The future of Moonlight

by Miguel de Icaza

With Moonlight quickly approaching its first official 2.0 release (which has feature parity with Silverlight 2.0 and has a handful of 3.0 features in place) we have been thinking about the work ahead of us, 3.0 and beyond.

Although there is much work left to do to achieve full parity with Silverlight 3.0, a solid 2.0 core means that we can start thinking about new innovative ideas.

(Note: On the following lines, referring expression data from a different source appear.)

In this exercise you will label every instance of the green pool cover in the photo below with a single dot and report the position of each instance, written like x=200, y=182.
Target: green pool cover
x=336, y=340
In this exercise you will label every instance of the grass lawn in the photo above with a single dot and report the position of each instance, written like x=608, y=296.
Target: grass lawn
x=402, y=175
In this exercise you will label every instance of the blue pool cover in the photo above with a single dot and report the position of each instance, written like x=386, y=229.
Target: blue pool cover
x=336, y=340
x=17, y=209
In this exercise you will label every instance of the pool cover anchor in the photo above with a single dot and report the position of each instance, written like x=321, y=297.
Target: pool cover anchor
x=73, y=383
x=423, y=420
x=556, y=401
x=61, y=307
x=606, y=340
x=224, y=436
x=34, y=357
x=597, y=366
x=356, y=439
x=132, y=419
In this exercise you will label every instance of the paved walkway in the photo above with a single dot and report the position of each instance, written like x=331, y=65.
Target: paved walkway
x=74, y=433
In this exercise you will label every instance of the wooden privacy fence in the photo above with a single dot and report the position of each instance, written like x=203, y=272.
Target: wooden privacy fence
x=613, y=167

Here are some ideas of things that Moonlight could prototype:

  • Video camera and audio support (Chris has a working prototype).
  • Native menu support for out-of-browser: we feel strongly that out-of-browser apps should get native menus and not be done with XAML. To allow proper MacOS, Windows and Linux integration.
  • Right-click support for taking screenshots of Moonlight apps, record a screencast of a video, support for saving individual images, XAML and video from the plugin.
  • Print the current canvas.
  • User opt-in for full network access and full file system access (This is possible with Moonlight if compiled for the desktop APIs, but perhaps we should extend this to the browser version).
  • Make the "Moonlight" widget ubiquitous. Allow any existing Gtk+, Win32, OSX, iPhone and Android to create content from a XAML file:
    		var splash = Moonlight.LoadFrom ("splash.xaml");
    		container.Add (sphash);
    		[...]
    
    		var mainMenu = Moonlight.LoadFrom ("mainMenu.xaml");
    		mainMenu.FindObject ("Start").Clicked += {
    			StartGame ();
    		};
    		window.Add (mainMenu);
    		

We could use Silverlight to build the next wave of cross-platform desktop applications.

I think of the Moonlight relationship to Silverlight as the Firefox relationship to IE four years ago. It is a chance to try out new ideas in the Silverlight-o-sphere, we can try those ideas out, and if the ideas have merit, they could become part of the official Silverlight.

This echoes to some extent what Bob Muglia said on an interview a few days ago: "[it] will allow for Silverlight to move into all sorts of places where we can't - we can't see."

For example, we are hard at work to make Silverlight run on the native PlayStation 3 and the Wii.

In any case, we have been working on Moonlight for a long time. With our security system in place, and both our smooth streaming media engine and GUI engine in place I feel that open source innovation can begin.